Here's how you use it. First, you enable the sparseCheckout
option:
git config core.sparseCheckout true
Then, you add the node_modules
path as a negation in the .git/info/sparse-checkout
file:
echo -e "/*\n!node_modules" >> .git/info/sparse-checkout
This will create a file called sparse-checkout
containing:
/*
!node_modules
which effectively means ignore the node_modules
directory when reading a commit's tree into the working directory.
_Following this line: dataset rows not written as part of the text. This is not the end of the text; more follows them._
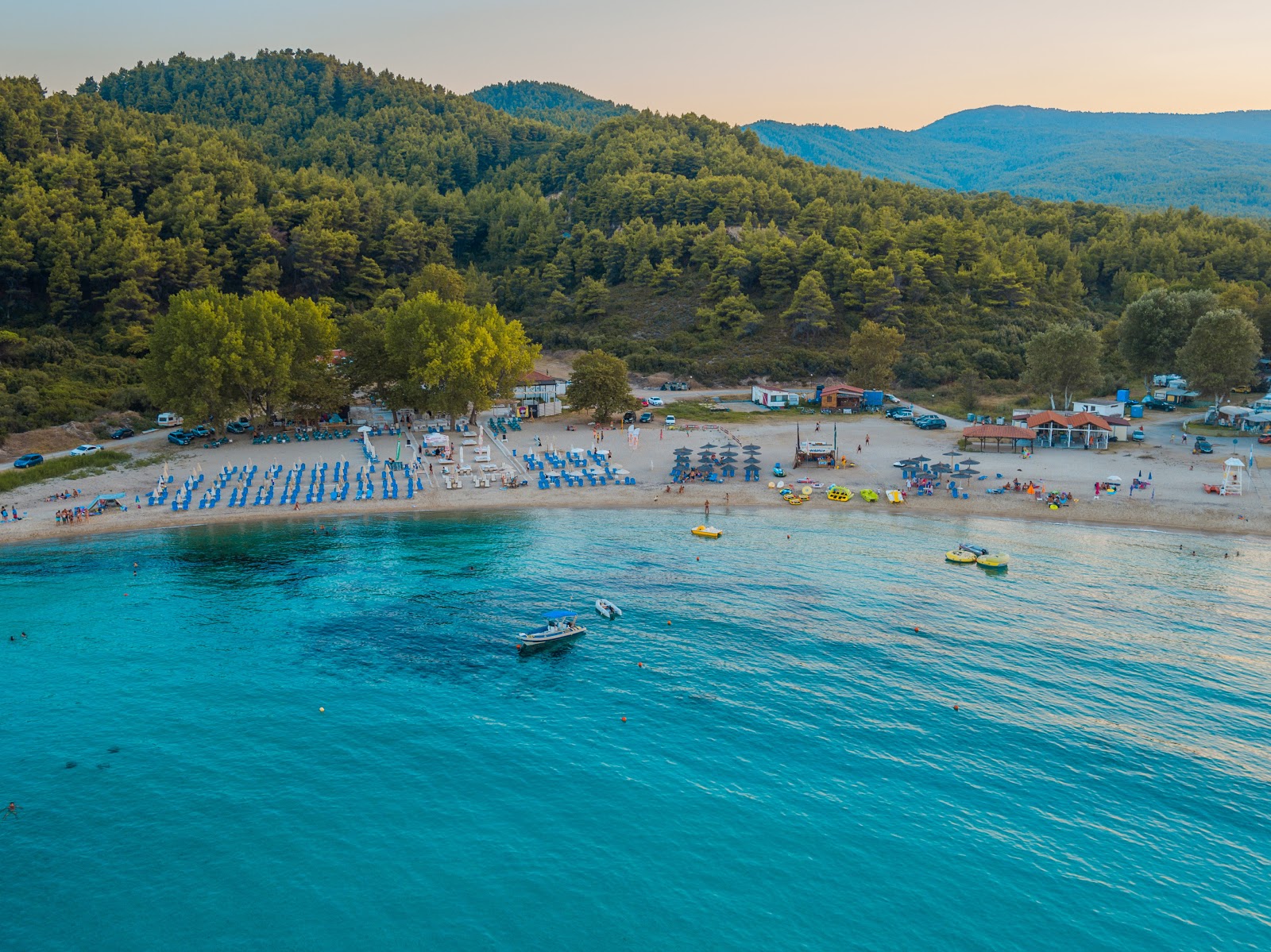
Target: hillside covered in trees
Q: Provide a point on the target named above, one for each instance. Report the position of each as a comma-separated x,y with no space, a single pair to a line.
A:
1219,162
677,243
551,102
If you later want to include the node_modules
directory again (i.e. remove the skip-worktree
bit from its files) you have to modify the sparse-checkout
file to only contain /*
– that is "include all paths" – and update your working directory using git read-tree
:
echo "/*" > .git/info/sparse-checkout
git read-tree -mu HEAD
You can then disable sparse checkout altogether by setting its configuration variable to false
:
git config core.sparseCheckout false
Note that sparse checkout was first introduced in Git 1.7.0.
I checked out the entire code from the branch I want to checkout
# assume we want the `components` folder on my-branch to follow us
# first checkout your code to (my-new-branch) for ex.
git checkout -b my-new-branch
# now i'm on my-new-branch (but it doesn't have the components from my-branch :| )
# delete ./components
rm -rf ./components
# replace it with the one on my-branch :)
git checkout my-branch -- ./components
Good Luck...